Очевидно было, что до весны, до того как порушится санный путь, Вестим не успеет разделаться с Сигватом и обойти свои погосты.
– Видно, нет, – ответил Бер. Был он довольно угрюм, как и все эти дни. На веже дул ветер, нес мелкую снежную крупу, и Бер обхватил Мальфрид сзади, загораживая собой. – Но я думаю, за это Святослав с него не спросит. Судя по тому, что Соколина тогда говорила, если Вестим избавится от Сигвата, Святослав охотно подождет свою дань до следующей зимы.
Мальфрид промолчала, не желая говорить о Святославе, но про себя отметила, что Бер прав. Святослав не был жаден, он равнодушно смотрел на серебро, шелка и меха. Все это было нужно ему только для того, чтобы снаряжать и одаривать дружину. Избавление от Сигвата будет для него куда более ценным даром, чем даже дань. То, что в Приильменье есть еще хотя бы один полуконунг, должно было досаждать ему, как заноза.

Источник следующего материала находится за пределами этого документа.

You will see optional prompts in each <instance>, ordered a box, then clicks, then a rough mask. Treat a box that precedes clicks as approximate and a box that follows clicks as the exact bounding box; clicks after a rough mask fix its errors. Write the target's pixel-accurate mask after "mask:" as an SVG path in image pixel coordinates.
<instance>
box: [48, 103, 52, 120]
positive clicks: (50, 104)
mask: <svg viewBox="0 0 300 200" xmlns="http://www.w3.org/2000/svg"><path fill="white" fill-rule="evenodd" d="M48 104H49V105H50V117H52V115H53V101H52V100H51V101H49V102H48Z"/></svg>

В Хольмгард Вестим не заглянул. Дав дружине всего один день на отдых и баню, он сразу же увел ее на север, к Луге. За это время Сигват должен был обойти уже все свои владения, но все же Вестим предпочитал не ждать его близ Варяжска, а бросить ему вызов в тех краях, которые собирался вырвать из-под его власти.
Заканчивался месяц сечень. Мальфрид носила уже семь месяцев. Живот сильно вырос, ноги отекали, и с павечерницами она покончила – было уже не до пряжи, опухшие пальцы плохо слушались. Даже золотое кольцо Волха ей пришлось стянуть и носить на том же ремешке, на каком висела громовая стрелка. Однако она испытывала почти блаженство, сравнивая нынешнее время с той порой, когда она донашивала Колоска. Теперь-то ее тайный первенец уже сам бегал, а в то лето, в глуши лесной, ей приходилось туго. Теперь же служанки обували и разували ее, не приходилось даже самой наклоняться. Ребенок уже не толкался, а только ворочался. Если бы не тревоги, Мальфрид была бы совершенно счастлива.
Когда вести наконец пришли, она их проспала. Она прилегла среди дня, как обычно делала, и задремала. Потом дверь открылась, послышался шепот, потом звонкий детский голос. Мальфрид открыла глаза: голос был новый, не принадлежащий кому-то из малолетних домочадцев госпожи. У двери стояла Кюлли, служанка-чудинка, а возле нее два мальчика лет девяти-десяти; склонившись к ним, она, похоже, уговаривала их не шуметь. Волосы у обоих были рыжими, щеки красными, на носах веснушки. Они напоминали два молоденьких гриба-подосиновика. Мальфрид сразу их узнала: это были два старших сына Соколины, двоюродные братья Бера.
– Влад! Свеня! – окликнула она мальчиков.
К ней обернулись два очень похожих лица, но ни на одном не мелькнула улыбка.